The automatic processes often don’t acknowledge work being done by agents attempting to resolve the outstanding debt through discussions with IRD. We have clients where voluntary disclosures have been made in good faith, agreements have been reached on a final amount to pay, funds arranged to make the payment but then goodwill is lost when the ‘system’ automatically issues payment demands, even to the extent of deduction notices to the client’s employer part way through the exercise.
All because, we are told, regardless of the impact on the client and the agent who has to deal with the fallout, it is too difficult to stop notices being sent.
In our experience, like so much coming out of IRD (and many other large organisations) there appears to be excessive focus on sending out hundreds of thousands of automated letters in substitution for human intelligence. After IRD gets no reply to the first 50 letters, no one to step in and say maybe there is a better approach.
We have had businesses referred to us who have accumulated hundreds of thousands of dollars of tax debt and all they have had out of IRD is literally hundreds of letters saying variations on:
You have an overdue amount to pay/this was due on xxx/interest applies/you may also be charged late payment penalties/you may be charged a non payment penalty/you can set up an instalment amount/if you do not pay we may take collection action
The general theme appears to be that if a taxpayer doesn’t put their tax debt right within a few weeks then IRD will take collection action leading to blah blah blah.
But then nothing happens and taxpayers learn to ignore IRD. Any advisor saying enforcement action is a risk faces their own risk of losing credibility with their client.
For one individual taxpayer referred to us, over four years IRD sent over 120 documents in respect of income tax and student loans including a couple of ‘final notices’ three and four years ago respectively. No tax collected.
For a company referred to us, again over four years we count 270 documents in respect of PAYE, GST and income tax. When we offered an arrangement including a substantial lump sum and ongoing payments to clear ALL tax plus IRD interest, instead of grabbing the cash with both hands IRD preferred to follow a script and argue about budgets and source documents, with the ultimate result that part of the settlement disappeared into legal fees and IRD collected less than we had offered. D’uh
Now insolvency experts say that a long-running decline in Inland Revenue debt enforcement action – that slumped further to help mitigate Covid economic fallout – may be helping to prime a coming “tsunami” of business failures – see www.nzherald.co.nz and search for “Inland Revenue Laxity” and “Inland Revenue takes flak over surge in overdue taxes”
Conclusion
A healthy tax system needs the public to pay their tax in the knowledge that IRD will take action against those who do not.

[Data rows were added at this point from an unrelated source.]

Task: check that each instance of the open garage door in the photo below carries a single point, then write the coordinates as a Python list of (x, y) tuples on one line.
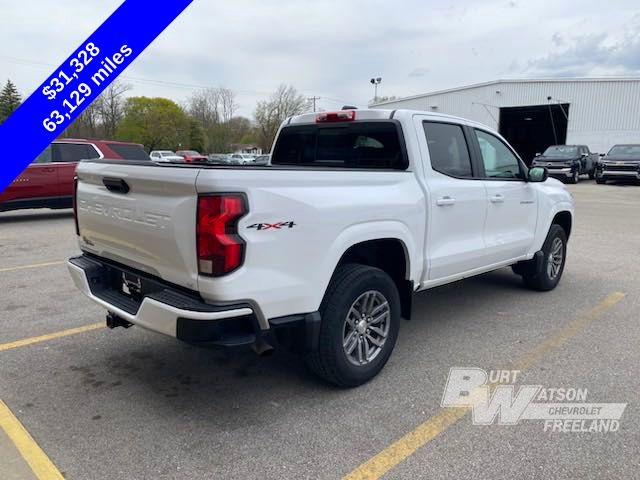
[(532, 129)]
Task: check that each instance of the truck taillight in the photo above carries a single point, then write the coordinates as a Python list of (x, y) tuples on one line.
[(75, 204), (220, 248), (335, 117)]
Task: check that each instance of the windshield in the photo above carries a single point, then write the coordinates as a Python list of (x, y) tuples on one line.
[(561, 151), (625, 151)]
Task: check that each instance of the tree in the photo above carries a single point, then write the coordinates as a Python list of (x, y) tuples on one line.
[(227, 104), (203, 106), (283, 103), (102, 118), (110, 106), (10, 100), (213, 109), (157, 123)]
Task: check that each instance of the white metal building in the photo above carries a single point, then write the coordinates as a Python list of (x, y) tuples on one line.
[(533, 114)]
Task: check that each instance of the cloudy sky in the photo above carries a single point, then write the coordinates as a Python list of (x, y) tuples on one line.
[(331, 48)]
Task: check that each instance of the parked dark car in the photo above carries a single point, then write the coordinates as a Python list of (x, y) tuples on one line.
[(48, 181), (621, 163), (568, 162), (191, 156)]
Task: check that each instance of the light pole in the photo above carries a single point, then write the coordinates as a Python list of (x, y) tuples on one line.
[(375, 82)]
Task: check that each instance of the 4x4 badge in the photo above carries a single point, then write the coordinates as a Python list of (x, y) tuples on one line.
[(273, 226)]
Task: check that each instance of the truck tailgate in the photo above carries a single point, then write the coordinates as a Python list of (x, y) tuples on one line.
[(142, 216)]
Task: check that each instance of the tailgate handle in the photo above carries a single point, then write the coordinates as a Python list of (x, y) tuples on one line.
[(116, 185)]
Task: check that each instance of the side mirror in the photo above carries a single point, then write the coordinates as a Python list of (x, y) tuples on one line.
[(538, 174)]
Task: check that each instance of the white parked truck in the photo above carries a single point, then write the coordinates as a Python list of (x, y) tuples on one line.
[(322, 250)]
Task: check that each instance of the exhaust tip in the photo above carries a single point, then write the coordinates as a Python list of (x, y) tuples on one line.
[(262, 348)]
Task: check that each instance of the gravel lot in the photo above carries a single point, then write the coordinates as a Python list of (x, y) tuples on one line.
[(133, 404)]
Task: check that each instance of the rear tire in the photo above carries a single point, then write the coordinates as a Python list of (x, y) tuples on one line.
[(360, 322), (575, 178), (554, 251)]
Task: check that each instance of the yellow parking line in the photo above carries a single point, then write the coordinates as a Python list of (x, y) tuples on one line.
[(25, 267), (42, 467), (407, 445), (51, 336)]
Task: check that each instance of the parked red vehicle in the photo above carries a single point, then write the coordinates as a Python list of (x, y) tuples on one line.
[(48, 181), (191, 156)]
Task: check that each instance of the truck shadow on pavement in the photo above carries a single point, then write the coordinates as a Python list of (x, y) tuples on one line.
[(34, 216), (163, 374)]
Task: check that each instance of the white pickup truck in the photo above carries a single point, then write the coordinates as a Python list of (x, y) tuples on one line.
[(322, 250)]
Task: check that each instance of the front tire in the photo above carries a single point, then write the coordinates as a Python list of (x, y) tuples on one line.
[(550, 271), (360, 322)]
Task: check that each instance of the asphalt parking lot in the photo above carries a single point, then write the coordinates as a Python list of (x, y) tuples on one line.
[(133, 404)]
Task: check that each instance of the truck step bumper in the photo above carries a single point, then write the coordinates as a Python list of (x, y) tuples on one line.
[(161, 307)]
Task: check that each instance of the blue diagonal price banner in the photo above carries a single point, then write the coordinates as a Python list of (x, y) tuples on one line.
[(80, 79)]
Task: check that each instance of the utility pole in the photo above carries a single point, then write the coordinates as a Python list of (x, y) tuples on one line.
[(375, 82), (314, 100)]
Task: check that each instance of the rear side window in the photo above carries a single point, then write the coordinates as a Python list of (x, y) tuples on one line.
[(371, 145), (73, 152), (45, 156), (448, 149), (129, 152)]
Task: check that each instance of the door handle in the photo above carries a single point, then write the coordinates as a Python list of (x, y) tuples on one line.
[(445, 201)]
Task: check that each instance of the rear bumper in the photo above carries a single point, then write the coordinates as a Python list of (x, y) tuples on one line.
[(164, 308), (618, 174), (560, 172)]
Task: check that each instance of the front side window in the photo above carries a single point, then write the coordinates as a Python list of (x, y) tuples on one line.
[(448, 149), (499, 161)]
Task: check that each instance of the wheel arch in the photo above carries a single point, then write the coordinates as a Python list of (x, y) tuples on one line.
[(390, 255)]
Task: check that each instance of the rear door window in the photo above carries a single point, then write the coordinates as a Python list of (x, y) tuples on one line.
[(73, 152), (371, 145), (448, 149), (129, 152), (499, 161), (44, 157)]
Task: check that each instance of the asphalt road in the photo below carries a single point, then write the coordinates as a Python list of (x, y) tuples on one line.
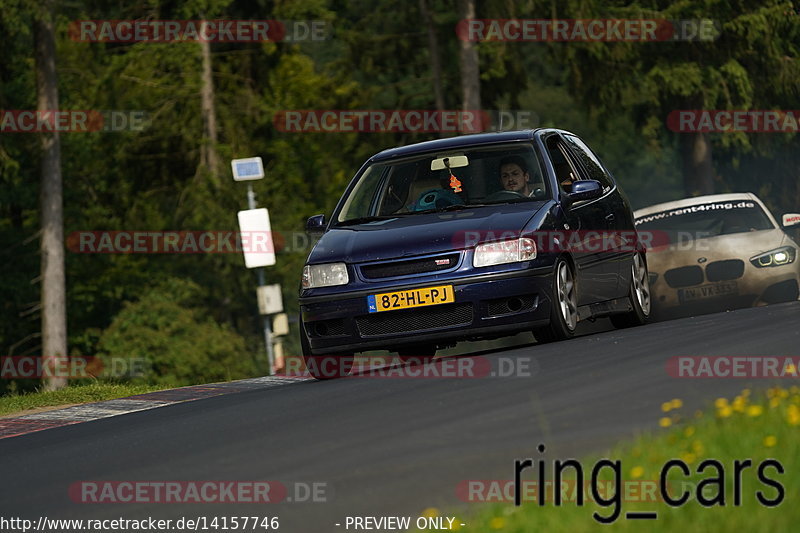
[(392, 446)]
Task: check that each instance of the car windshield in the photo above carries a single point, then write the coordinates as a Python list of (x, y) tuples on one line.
[(706, 220), (442, 181)]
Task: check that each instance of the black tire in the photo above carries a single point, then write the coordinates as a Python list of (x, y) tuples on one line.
[(638, 296), (322, 367), (417, 354), (564, 306)]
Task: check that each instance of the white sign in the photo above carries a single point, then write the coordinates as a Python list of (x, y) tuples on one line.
[(251, 168), (256, 234), (270, 300), (280, 324)]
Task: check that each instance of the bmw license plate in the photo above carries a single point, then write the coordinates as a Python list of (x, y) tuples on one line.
[(702, 292), (391, 301)]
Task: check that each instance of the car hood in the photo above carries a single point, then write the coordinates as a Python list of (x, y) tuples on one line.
[(735, 246), (421, 234)]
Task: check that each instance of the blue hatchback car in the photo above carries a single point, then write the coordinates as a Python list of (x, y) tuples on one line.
[(466, 238)]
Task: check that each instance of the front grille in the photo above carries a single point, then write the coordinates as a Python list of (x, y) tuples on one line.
[(411, 320), (326, 328), (725, 270), (507, 306), (409, 267), (684, 276)]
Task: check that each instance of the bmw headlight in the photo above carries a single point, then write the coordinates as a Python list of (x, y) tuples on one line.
[(328, 275), (500, 252), (778, 257)]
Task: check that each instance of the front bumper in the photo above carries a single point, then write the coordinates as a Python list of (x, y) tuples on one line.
[(756, 287), (485, 306)]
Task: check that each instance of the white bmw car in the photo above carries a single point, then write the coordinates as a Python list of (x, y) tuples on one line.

It is debatable whether tasking the IRD to collect Student Loan, and particularly Child Support, enhances the IRD’s reputation with debt collection. The three types of debt seem to have quite different characteristics.
Increasingly the perception is that IRD can’t deal with the issue using automated processes and there are insufficient skilled staff available to appropriately deal with any responses.

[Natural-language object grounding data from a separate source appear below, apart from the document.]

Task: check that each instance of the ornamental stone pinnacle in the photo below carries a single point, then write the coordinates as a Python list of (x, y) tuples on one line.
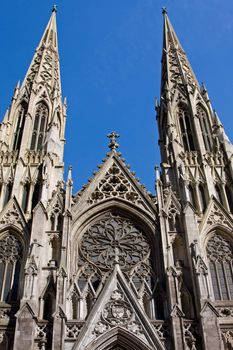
[(113, 137), (54, 9), (164, 10)]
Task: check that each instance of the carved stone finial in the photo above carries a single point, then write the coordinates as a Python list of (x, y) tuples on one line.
[(54, 9), (113, 137), (164, 10)]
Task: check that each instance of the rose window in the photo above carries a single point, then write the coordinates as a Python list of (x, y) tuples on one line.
[(114, 240)]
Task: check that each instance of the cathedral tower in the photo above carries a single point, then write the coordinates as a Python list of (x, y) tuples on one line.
[(113, 267), (195, 201)]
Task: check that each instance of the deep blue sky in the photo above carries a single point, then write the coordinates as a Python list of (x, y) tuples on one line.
[(110, 53)]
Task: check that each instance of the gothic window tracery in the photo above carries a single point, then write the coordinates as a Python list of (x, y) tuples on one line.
[(186, 130), (20, 121), (39, 128), (205, 128), (8, 191), (56, 218), (11, 253), (113, 240), (220, 257), (192, 196), (25, 196), (219, 194), (229, 198), (202, 197)]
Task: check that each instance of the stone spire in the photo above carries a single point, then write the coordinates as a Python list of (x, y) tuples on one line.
[(176, 69), (44, 68)]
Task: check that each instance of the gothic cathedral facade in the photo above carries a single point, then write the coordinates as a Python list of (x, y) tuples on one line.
[(114, 267)]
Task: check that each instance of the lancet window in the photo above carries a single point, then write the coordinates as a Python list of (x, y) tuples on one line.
[(186, 130), (220, 257), (11, 252), (39, 127), (25, 196), (219, 194), (113, 240), (202, 195), (8, 191), (205, 128), (192, 196), (20, 121), (229, 198)]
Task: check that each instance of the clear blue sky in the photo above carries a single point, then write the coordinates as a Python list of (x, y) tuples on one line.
[(110, 54)]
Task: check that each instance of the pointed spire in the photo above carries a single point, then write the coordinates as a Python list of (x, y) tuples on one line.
[(113, 145), (44, 68), (69, 177), (176, 69)]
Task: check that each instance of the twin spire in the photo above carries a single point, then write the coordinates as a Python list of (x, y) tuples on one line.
[(44, 68)]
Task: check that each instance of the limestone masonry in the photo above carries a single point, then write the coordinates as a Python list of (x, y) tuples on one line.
[(113, 267)]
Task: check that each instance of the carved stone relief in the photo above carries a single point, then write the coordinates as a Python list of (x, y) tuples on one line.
[(115, 184), (118, 312)]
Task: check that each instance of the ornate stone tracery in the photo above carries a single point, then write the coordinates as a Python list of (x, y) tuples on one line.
[(114, 184), (219, 249), (112, 240), (10, 248), (118, 312), (220, 256)]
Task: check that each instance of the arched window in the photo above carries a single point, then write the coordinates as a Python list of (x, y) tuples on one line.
[(36, 194), (219, 194), (205, 128), (229, 198), (25, 196), (186, 130), (8, 191), (11, 252), (220, 257), (20, 121), (39, 128), (202, 197), (192, 196)]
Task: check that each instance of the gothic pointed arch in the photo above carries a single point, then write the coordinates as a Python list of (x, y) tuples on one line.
[(115, 235), (39, 127), (19, 125), (118, 339), (205, 126), (186, 128), (12, 256)]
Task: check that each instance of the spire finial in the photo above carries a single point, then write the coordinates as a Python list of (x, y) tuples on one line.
[(113, 143), (164, 10), (54, 9)]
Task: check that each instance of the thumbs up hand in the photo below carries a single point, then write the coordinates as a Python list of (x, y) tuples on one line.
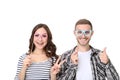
[(103, 56), (74, 56)]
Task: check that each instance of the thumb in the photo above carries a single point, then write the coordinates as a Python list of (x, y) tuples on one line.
[(104, 51)]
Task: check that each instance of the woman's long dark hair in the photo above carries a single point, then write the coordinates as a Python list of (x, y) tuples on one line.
[(50, 48)]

Thanks for your thoughts on this Jeff, it’s an interesting and informative read. The goodwill of voluntary compliance will reduce if as you say IR has no stick or is not using on those that they could and not giving some incentives to those who really are trying to clear up their debts.
In a small accountancy group last week we concluded that almost all of the clients that we had with effort and expense to them – helped them get out of tax debt within 5 – 7 years found themselves back in it. So perhaps it’s not just an Inland Revenue problem but a human behaviour problem that many in NZ are too selfish to think of the wider good in the community as a result of paying their fair share of tax.